Strong Cast Powers ‘Don Giovanni’
Great singers and deftly added modern touches stand out in Florentine production.
One of Mozart’s most famous operas, Don Giovanni, has not endured in popularity because its plot unfolds in a simple straight line (it doesn’t), nor because it faithfully adheres to one operatic style (it doesn’t) nor because you can walk in humming the melodic lines (anything is possible with Mozart but still it doesn’t).
It’s because this 18th century genius composed freely and ferociously across styles, almost daring every orchestra and singer to stay with him. There may be pointed meaning in the libretto by Lorenzo Da Ponte, but mainly the opera is loaded with showy arias, rapid-fire recitatives and “sing to the front” ensembles to mark each major development or close each act.

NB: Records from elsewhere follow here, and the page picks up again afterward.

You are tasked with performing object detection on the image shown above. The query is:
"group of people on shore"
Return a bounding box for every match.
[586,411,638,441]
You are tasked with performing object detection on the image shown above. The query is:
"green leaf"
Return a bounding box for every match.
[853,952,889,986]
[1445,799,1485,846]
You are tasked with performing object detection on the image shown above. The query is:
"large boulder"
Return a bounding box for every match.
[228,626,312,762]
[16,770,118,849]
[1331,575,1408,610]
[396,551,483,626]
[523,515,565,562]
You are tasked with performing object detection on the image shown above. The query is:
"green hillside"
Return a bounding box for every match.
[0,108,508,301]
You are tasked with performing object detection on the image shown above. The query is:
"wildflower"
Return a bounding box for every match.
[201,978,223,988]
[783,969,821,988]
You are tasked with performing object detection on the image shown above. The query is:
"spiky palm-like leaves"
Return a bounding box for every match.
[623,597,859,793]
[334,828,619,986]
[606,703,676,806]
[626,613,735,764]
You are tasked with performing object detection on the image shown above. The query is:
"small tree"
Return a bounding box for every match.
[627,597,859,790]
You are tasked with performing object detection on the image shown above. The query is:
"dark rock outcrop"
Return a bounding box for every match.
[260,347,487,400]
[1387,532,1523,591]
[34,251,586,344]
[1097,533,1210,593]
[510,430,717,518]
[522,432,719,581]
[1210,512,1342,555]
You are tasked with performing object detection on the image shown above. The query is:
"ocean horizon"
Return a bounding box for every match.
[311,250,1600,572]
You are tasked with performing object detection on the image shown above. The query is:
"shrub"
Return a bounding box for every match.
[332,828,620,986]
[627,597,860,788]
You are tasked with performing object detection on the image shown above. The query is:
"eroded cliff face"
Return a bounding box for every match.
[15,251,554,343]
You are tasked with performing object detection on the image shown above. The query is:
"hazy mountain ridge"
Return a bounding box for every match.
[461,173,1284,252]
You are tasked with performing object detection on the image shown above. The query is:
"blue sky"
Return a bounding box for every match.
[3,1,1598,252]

The voices have to be gaudy in the good sense, dramatic, quick and soulful, and that’s where the Florentine Opera Company March 17 and 19 at Uihlein Hall correctly focused on a lead cast mainly new to Milwaukee while resurrecting scenic and staging elements from its original 2006 production – including Kris Stones’ set, which is clearly built to travel, as it already has to other opera houses.

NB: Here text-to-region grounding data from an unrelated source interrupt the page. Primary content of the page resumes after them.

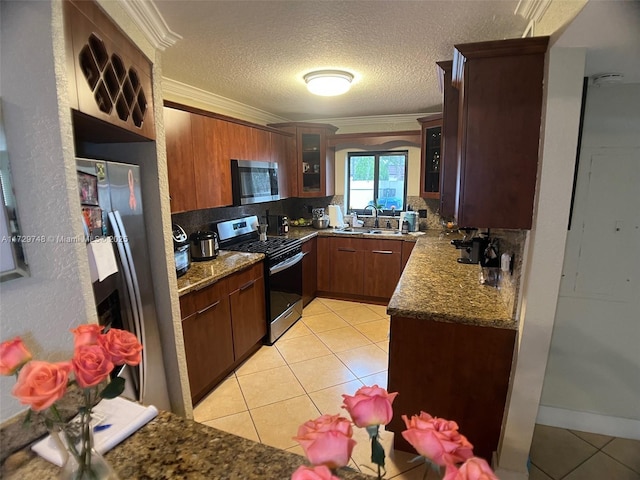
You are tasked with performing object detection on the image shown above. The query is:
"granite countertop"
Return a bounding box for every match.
[177,250,265,296]
[287,227,419,242]
[2,411,374,479]
[388,232,515,330]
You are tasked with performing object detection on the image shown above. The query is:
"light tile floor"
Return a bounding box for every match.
[194,298,640,479]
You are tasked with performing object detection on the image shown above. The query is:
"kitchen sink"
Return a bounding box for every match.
[333,228,402,235]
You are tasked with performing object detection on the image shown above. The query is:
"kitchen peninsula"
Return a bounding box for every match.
[385,231,516,462]
[1,411,374,479]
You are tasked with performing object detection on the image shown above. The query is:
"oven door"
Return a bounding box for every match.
[268,252,304,344]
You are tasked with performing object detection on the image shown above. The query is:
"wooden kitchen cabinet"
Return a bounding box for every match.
[164,107,197,213]
[400,240,415,271]
[228,263,267,359]
[452,37,549,229]
[64,0,155,140]
[268,122,338,197]
[271,131,297,198]
[418,115,443,199]
[180,280,233,404]
[387,315,516,461]
[331,238,365,296]
[180,262,266,404]
[163,105,233,212]
[363,239,402,298]
[318,236,403,302]
[302,237,317,307]
[436,60,459,220]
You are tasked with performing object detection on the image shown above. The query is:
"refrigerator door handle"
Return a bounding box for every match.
[108,211,146,403]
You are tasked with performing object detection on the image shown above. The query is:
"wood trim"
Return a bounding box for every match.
[328,130,421,148]
[163,100,295,136]
[268,121,338,133]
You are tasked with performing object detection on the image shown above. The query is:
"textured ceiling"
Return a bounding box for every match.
[156,0,531,121]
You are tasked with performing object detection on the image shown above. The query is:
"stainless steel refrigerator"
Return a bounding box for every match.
[77,158,170,410]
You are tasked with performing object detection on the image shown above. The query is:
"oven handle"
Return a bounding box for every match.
[269,252,304,276]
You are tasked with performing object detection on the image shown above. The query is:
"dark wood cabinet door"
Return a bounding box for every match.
[453,37,548,229]
[401,241,415,271]
[330,238,365,296]
[302,238,317,306]
[316,237,331,292]
[271,131,296,198]
[418,115,443,199]
[363,240,402,298]
[164,107,197,213]
[387,315,516,461]
[228,263,266,358]
[191,114,220,210]
[181,281,233,404]
[436,61,459,219]
[251,128,271,162]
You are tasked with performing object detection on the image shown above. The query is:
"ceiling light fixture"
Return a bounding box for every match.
[304,70,354,96]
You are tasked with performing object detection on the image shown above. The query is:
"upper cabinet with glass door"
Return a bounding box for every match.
[268,122,338,197]
[418,114,443,198]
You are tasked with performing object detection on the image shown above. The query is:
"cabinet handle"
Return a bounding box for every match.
[372,250,393,254]
[182,312,197,322]
[337,248,356,253]
[239,279,256,292]
[197,300,220,315]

The title protagonist (hardly a hero) was embodied in physique, serpentine poses and baritone power by Alexander Dobson. He flashes his sword and prowls for women like Douglas Fairbanks reborn into lechery. He must be simultaneously loathsome and attractive — a serial seducer working his way across Europe. Dobson not only has to sing amazingly crisp and strut with arrogance among his victims, he also has to relish the cynical laughter of the world’s most incorrigible cock of the walk. The Devil, in the form of the statue of a man he killed, may have other plans.

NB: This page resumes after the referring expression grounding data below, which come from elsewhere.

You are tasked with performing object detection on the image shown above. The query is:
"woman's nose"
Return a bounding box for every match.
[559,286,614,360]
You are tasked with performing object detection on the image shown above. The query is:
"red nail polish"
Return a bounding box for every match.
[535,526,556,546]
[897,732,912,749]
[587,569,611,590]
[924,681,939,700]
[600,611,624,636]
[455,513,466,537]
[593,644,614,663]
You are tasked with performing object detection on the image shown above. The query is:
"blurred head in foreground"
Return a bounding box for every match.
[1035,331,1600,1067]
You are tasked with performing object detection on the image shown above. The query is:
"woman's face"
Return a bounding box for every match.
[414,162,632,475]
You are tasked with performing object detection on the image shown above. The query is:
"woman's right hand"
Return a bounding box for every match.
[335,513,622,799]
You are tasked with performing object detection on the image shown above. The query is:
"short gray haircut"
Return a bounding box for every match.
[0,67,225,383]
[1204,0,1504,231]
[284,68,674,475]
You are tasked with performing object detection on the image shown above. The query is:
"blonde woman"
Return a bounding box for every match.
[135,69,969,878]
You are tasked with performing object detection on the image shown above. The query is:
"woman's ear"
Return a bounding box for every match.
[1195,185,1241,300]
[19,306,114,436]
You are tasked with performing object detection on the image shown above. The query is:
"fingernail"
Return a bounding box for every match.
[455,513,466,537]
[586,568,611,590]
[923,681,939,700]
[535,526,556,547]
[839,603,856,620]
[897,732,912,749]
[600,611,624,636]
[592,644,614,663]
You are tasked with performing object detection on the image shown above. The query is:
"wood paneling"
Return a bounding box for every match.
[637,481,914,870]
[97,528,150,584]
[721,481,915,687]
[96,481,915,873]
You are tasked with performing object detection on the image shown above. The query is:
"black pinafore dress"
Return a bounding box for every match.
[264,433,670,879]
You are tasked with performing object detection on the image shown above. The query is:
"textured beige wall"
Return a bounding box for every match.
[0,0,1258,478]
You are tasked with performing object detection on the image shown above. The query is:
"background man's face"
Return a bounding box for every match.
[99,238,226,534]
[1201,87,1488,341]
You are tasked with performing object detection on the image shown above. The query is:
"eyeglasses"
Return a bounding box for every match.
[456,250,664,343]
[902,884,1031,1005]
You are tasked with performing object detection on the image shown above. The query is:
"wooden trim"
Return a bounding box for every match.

If Mozart had stuck with Leporello as the “common man” just being our humorous eyes and ears, this might stick the piece hard in a traditional comic opera vein of the period. But the dual purpose of the characters and music go further. Don Giovanni is not only hypnotic to women and evil to all (in a society the furthest imaginable from modern feminism, full of women swooning away over a known lecher). He is far more, as the production cleverly pointed out in a surprisingly modern coda (inviting us to visualize our own concept of the slimiest contemporary Wall Street wolf or politician). He is a self-centered non-stoppable me-firster for all times. (Similarly, the English supertitles atop the proscenium had some fun with the Italian libretto.)
He also stands in contrast to the concerns for women – or in his view, submission to women – of the men he encounters, dupes or kills, such as Donna Anna’s father. Here David Leigh has little opportunity for acting but provided some impressive bass notes that would frighten an ordinary man. But not this Don, to his peril.
The lovesick anguish of Don Ottavio precisely fit the lyric tenor of Brian Stucki, whose several arias require a gentle touch and carrying power. Conductor Joseph Rescigno, leading much of the Milwaukee Symphony as well as the Florentine Opera Chorus, was astutely sensitive to the appropriate orchestral levels, but these voices would soar even if he showed less restraint, and the orchestra almost faded too far into the background.
There are three notable soprano voices leading the Mozartean parade. Emily Birsan’s second act essay of lament and love as Donna Anna was elegant in tonal care and sudden strength – conquering one of the opera world’s most famous arias.
Emily Fons as the fickle Donna Elvira, a role that requires comic ferocity with dramatic overtones in the early going, unleashed a beautiful second act aria of a woman overcome with love and self-disgust. It was wise for this moment to soften her earlier rigid coiffure with flowing hair and dressing gown as our sympathies shifted to her side in the battle of the sexes.
These new voices to the Florentine were joined by a familiar face and strong voice, Ariana Douglas, who added the flirtatious soubrette Zerlina to her Florentine repertoire. Her natural air overcame the traditional opera mime and long freezes (by characters forced to listen to others’ arias), still part of John Hoomes’ direction. Her stage partner, baritone Leroy Davis as Masetto, sang strongly but remained uncomfortable with their courtship choreography.
Such traditions have deep roots on a cavernous opera stage. It’s like helping us watch a tennis match and accept conventions of invisibility as the characters pretend to hide from each other. Such shifts in attention are designed to fill the long perspectives and isolated pools of the stage, convincing us through some well-positioned flying sets and bursts of costumes that we are cavorting in the Spanish countryside. All this sometimes clashes with Stones’ surrealistic scenic touches and Hoomes’ own preference for symbolism, such as the hooded background figures or writhing corpses foreboding death.
There are miscalculations, though — surprises supplied by the strength of a cast who shouldn’t have just been dropped into the existing staging. Dobson was powerful enough to carry his own sense of mischief and doom with him. Birsan sang and acted her aria of lament so engagingly that we simply didn’t need the dancer imposed alongside her on the scrim.
The Florentine chorus was well used as purposeful bit players but had perhaps too many to fit comfortably into the circumstances. So it was the leading voices and the casual power they displayed that riveted the patrons – making Mozart seem almost too easy.